Guide to Driving the Golden Circle

If you are planning an Icelandic adventure, it is likely that the Golden Circle will come up in your search. It is one of the most popular things to do, especially if you do not have time to drive the entire Ring Road. Best part is, visiting the sites is completely free!

The Golden Circle consist of three famous attractions, including: Thingvellir National Park, the Geysir Geothermal Area, and Gullfoss waterfall. The entire drive takes only 3 hours, so you can easily do this as a day trip from Reykjavik!

There are many tours offered, but renting a car is the cheaper and nicer option. This will allow you to spend however long at each site and make addition stops if you would like to along the way. There are not many main roads in Iceland so it is extremely easy to navigate the Golden Circle. Just follow the signs along the road and you should not have any issues.

This route is touristy, but for good reason.
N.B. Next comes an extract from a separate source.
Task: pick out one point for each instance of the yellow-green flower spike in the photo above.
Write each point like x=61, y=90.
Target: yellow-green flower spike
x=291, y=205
These attractions are one of a kind and absolutely breathtaking. I went in February and while their were still crowds, it was not overwhelming and parking was still very accessible. In the summer months, it can get very crowded.

First Stop: Thingvellir National Park

Thingvellir is a famous historical site and national park that is listed as a World Heritage Site. It is most known for two things: being the setting for much of Iceland's history and watching unique geological events happen right in front of you. After you park, there will be several directions in which you can walk. You can head towards a church and learn stories of Iceland's past, spot this beautiful waterfall above, and walk in between the divid of two tectonic plates.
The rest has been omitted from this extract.